I’m working on a follow-up for Tuesday’s paper, but I’d like to get the following responses out now from Oklahoma City/County Health Department and ABLE.
First, OCCHD says they had the large contingent of inspectors because they were on their way to doing sweeps in south OKC. As to why so many had to surround the trucks, I’m told most of the inspectors were “on hold” but were not involved in the action.
As for ABLE, they correctly point out that while I detailed involvement by COOP Ale and Ludivine in the story Friday, I did not get such detail into the story on the raid.

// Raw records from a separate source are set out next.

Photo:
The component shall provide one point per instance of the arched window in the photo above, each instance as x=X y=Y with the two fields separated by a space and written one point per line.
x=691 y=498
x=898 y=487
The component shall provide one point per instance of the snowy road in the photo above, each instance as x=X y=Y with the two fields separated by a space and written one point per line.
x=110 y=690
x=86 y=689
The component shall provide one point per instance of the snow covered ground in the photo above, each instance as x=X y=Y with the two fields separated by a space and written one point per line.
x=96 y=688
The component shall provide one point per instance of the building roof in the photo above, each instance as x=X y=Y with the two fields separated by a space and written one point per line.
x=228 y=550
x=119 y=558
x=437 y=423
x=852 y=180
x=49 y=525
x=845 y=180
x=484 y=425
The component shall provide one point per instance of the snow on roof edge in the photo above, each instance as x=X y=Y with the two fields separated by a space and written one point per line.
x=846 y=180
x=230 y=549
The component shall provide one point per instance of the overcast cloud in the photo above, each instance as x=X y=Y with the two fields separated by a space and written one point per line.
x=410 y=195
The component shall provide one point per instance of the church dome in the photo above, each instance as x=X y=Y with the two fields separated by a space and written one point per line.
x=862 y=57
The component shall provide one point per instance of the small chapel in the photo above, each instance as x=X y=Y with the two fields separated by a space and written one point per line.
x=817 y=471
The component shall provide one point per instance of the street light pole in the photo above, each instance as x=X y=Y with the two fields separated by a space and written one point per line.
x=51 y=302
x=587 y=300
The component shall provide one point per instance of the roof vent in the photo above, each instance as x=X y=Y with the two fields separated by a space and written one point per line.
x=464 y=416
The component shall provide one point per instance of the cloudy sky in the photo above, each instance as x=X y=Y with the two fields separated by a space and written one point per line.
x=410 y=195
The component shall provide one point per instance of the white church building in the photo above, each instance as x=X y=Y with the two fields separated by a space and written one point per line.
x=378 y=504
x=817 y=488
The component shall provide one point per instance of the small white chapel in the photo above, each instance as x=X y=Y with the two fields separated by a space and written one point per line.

So here’s a comment from ABLE:
“Based on our discussions with ABLE agents who were present on Friday evening, three ABLE agents were conducting a joint operation with the OKC Police Department and the OKC Fire Marshal involving a mixed beverage licensee, Ludivine, and a beer brewer, Coop Ale Works, who were selling or serving alcoholic beverages in the same area. Despite suggestions to the contrary, the ABLE Commission was not involved in shutting down food vendors or any other activity unrelated to alcoholic beverages. After reading Saturday’s article in the Daily Oklahoman, some readers may have been left with a contrary impression, since neither Ludivine, Coop Ale Works, nor alcoholic beverages were mentioned in Saturday’s article.
The ABLE Commission routinely performs joint enforcement efforts with local police departments and fire marshals in an effort to ensure compliance with public safety laws, but we generally do not regulate activities or events unless alcoholic beverages are involved. While a small minority of Oklahomans would prefer abolishing our state’s liquor laws in their entirety, most Oklahoma families recognize the value of these law enforcement efforts, especially when it comes to reducing youth access and drunk driving fatalities.”